South Africa's Ramaphosa calls for unity
South Africa's Ramaphosa calls for unity after ANC loss 03:52

Johannesburg — After talks that carried on late into Thursday night, Friday morning brought news that South Africa would soon have its first coalition government. Uncertainty had reigned since the late Nelson Mandela's party, the long-ruling African National Congress, lost its majority in May's national election.

The ANC said Thursday that it would partner with other political parties to form a Government of National Unity  —similar to the route Mandela himself chose after the historic election that brought him to power as the country's first democratically elected president in 1994. But who would join the ANC, now led by incumbent President Cyril Rampaphosa, remained unclear until late Friday morning.

In the end, it wasn't a deal for a unity government that emerged, but a coalition between the ANC and its biggest rivals, the Democratic Alliance party, as well as several other smaller parties who received a much smaller share of May's vote. The deal was announced on Friday morning as new and returning lawmakers were being sworn into their roles in the parliament.

First Sitting Of The National Assembly Of The 7th Parliament
President Cyril Ramaphosa (2nd R) and fellow ANC members are sworn in at the 7th sitting of the South African Parliament, June 14, 2024, at the Cape Town Convention Center in Cape Town, South Africa. PAP/Getty

The DA agreed to support Ramaphosa's election to a second term as president, with an ANC leader as Speaker of the Parliament and a DA leader as Deputy Speaker. The rest of the details, and ministerial positions, were still being finalized.

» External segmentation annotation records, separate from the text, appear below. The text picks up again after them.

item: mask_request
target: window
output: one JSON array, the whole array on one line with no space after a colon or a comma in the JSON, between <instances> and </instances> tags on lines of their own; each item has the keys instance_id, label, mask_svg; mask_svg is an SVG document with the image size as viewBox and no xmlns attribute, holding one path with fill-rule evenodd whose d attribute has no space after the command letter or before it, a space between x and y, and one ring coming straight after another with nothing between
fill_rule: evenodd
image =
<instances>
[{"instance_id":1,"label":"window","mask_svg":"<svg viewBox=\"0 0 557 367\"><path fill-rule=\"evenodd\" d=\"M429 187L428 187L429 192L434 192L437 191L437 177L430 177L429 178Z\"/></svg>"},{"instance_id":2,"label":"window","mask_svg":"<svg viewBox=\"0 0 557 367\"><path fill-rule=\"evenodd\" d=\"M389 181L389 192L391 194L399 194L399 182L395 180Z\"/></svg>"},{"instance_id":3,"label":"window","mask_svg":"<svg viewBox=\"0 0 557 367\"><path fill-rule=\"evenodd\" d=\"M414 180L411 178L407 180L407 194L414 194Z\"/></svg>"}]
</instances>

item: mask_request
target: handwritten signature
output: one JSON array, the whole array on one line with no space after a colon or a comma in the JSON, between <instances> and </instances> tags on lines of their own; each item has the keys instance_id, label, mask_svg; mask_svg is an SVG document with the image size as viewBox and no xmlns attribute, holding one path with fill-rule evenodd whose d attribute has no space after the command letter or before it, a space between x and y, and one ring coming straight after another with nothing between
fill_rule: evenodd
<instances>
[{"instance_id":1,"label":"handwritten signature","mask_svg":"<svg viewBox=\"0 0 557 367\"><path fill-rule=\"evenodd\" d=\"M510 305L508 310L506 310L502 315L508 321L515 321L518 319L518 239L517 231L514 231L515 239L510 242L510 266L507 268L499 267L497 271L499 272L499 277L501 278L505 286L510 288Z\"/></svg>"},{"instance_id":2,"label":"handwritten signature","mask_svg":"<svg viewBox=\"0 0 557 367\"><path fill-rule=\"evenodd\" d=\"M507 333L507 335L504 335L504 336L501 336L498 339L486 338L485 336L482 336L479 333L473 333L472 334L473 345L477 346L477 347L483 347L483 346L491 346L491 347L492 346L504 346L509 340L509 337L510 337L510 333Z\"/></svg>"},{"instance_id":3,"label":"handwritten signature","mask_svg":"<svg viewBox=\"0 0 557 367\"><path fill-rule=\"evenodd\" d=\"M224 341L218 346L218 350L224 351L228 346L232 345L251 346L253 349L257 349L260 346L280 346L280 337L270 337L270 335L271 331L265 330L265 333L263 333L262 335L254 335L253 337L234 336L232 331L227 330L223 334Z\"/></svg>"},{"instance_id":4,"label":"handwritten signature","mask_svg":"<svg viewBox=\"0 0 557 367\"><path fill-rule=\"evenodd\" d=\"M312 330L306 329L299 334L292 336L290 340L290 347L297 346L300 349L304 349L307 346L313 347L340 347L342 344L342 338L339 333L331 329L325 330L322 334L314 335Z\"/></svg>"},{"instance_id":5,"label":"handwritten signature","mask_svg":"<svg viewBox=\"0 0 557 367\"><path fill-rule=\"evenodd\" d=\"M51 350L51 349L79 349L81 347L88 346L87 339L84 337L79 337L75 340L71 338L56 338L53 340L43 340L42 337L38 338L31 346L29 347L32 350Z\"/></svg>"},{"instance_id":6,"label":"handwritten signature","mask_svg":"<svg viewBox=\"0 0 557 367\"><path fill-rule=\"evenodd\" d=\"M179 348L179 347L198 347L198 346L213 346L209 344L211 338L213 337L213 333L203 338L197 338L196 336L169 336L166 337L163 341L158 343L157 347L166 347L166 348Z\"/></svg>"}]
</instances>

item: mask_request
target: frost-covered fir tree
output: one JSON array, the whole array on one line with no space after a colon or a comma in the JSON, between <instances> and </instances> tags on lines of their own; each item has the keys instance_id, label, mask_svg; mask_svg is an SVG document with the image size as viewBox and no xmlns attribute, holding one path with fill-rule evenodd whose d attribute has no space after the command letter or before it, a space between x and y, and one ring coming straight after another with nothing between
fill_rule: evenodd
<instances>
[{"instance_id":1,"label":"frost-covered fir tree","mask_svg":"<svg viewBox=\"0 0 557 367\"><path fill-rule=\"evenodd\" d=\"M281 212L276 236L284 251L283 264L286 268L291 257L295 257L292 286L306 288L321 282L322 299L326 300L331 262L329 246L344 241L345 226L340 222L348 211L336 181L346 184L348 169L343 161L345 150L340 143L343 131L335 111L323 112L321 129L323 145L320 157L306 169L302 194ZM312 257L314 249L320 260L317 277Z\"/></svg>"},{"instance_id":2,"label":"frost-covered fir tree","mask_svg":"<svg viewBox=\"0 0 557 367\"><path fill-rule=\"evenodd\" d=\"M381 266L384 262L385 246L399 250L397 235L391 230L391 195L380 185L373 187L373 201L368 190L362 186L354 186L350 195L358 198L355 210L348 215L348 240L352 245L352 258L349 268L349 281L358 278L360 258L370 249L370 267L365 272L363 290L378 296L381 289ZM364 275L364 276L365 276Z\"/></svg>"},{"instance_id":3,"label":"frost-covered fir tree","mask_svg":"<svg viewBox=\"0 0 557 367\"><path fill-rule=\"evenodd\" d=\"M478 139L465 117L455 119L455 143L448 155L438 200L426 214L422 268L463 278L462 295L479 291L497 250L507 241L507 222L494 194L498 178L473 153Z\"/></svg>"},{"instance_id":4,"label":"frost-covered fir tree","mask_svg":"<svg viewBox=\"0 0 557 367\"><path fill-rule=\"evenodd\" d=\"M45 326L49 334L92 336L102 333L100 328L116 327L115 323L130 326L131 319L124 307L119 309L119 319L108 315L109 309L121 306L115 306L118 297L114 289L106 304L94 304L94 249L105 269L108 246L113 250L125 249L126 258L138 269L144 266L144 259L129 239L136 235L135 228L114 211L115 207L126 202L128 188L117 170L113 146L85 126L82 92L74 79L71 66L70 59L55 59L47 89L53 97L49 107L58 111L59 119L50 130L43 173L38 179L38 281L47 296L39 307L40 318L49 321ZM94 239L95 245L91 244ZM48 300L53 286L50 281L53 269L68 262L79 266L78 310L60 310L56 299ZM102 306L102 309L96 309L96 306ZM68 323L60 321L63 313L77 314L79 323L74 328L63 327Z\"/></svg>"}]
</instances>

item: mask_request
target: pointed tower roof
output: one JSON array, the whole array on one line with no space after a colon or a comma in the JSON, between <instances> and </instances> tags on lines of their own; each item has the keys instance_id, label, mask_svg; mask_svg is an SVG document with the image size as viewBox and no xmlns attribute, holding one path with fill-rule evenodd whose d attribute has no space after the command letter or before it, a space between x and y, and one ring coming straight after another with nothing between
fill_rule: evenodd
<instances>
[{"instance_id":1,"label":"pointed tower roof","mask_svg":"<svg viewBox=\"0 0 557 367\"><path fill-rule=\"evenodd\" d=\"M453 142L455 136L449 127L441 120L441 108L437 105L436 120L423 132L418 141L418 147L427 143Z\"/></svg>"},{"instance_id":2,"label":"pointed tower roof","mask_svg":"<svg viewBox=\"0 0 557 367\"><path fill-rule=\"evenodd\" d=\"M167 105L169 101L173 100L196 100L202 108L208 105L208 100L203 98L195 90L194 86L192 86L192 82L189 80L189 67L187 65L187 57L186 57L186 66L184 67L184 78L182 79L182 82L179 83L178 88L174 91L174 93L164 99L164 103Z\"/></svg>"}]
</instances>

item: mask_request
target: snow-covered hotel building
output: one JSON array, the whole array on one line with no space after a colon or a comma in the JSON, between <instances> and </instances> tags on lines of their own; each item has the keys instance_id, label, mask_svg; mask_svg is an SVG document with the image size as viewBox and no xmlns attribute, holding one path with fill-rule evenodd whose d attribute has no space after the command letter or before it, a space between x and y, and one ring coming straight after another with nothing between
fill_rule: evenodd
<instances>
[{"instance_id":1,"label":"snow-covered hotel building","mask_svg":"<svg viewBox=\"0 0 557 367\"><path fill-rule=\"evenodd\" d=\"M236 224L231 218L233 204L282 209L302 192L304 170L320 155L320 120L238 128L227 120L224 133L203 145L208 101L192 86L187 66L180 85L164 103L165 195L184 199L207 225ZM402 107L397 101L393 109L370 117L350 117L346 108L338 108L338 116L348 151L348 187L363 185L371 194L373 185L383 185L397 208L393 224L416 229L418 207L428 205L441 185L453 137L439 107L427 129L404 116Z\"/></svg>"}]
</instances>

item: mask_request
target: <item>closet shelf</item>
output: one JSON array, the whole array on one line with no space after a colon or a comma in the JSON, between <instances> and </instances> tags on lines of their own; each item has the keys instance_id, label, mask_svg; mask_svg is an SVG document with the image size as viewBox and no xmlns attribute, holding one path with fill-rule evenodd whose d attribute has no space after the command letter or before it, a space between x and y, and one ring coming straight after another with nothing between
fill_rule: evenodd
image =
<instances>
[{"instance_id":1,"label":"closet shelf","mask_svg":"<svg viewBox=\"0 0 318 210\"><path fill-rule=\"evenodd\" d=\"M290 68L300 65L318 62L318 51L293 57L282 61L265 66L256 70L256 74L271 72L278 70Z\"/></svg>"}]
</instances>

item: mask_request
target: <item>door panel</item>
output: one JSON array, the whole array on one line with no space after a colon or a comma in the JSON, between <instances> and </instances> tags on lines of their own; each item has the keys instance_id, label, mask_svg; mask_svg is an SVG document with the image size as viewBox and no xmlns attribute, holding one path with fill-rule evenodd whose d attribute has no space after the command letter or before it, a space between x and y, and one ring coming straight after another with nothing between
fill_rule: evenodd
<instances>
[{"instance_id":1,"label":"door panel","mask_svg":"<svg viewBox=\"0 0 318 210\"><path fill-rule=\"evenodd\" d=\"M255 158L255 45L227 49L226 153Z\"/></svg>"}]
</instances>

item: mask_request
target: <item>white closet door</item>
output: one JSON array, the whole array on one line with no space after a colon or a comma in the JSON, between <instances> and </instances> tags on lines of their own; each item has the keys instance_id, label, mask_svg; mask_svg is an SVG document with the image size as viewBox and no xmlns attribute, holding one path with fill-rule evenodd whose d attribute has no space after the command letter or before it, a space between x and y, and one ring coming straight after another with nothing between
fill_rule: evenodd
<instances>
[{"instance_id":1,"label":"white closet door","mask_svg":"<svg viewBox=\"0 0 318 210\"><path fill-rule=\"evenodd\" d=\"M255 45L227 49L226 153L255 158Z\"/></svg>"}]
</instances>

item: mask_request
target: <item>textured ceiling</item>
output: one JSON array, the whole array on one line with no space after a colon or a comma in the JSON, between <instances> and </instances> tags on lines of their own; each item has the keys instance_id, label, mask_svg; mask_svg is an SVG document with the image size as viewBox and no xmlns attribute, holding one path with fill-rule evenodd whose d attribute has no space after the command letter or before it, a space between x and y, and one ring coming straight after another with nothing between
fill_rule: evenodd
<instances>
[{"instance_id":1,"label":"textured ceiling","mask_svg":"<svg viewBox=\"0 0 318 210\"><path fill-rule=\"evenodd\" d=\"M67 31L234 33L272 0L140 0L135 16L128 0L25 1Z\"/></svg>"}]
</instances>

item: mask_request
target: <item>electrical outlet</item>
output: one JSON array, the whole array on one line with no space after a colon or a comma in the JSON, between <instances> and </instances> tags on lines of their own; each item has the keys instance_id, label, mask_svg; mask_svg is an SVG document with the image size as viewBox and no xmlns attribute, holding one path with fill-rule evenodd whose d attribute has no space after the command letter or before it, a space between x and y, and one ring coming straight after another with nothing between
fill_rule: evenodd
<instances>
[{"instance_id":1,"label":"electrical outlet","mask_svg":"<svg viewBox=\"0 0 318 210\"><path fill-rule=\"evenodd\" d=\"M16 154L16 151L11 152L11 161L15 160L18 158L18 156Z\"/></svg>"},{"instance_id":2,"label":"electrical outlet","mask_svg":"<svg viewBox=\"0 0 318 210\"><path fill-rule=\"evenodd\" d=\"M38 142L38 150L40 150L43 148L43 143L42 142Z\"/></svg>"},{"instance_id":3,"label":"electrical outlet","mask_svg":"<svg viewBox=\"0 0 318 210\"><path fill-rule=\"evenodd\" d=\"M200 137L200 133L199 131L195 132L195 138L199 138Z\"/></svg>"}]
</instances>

Earlier, the ANC had announced that several parties would form a government of national unity, including the Democratic Alliance and the Economic Freedom Front, prompting some critics to say the ANC was working with "white parties." EFF leader Julius Malema, whose party won 9% of the vote, had said earlier that his party would not join a unity government with the former "oppressor parties."

The controversy was addressed late Thursday night by ANC Secretary General Fikile Mbalula, who told journalists: "To us it doesn't matter whether the cat is black or white… The question is how do we move the country forward."  

South Africa Government Deal Still Elusive as Key Vote Looms
John Steenhuisen, leader of the Democratic Alliance (DA), center, is seen at the first sitting of parliament following South Africa's 2024 national election, at the Cape Town International Convention Center, June 14, 2024. Dwayne Senior/Bloomberg/Getty

The DA, the main opposition party, has been favored by South African business leaders and won the second highest number of votes nationally, at close to 22%. Its leadership had said earlier that they would not join any unity government that included the EFF.

The MK Party of former President Jacob Zuma, a fierce critic of Ramaphosa, which swept to a surprise third place in last month's national election, said it would not work with the ANC if the incumbent remained its leader.

Zuma has a long history of acrimony with Ramaphosa, who was elected president of the ANC after it ousted Zuma as a member over multiple corruption charges, which he has always denied, claiming to be a victim of wrongful persecution.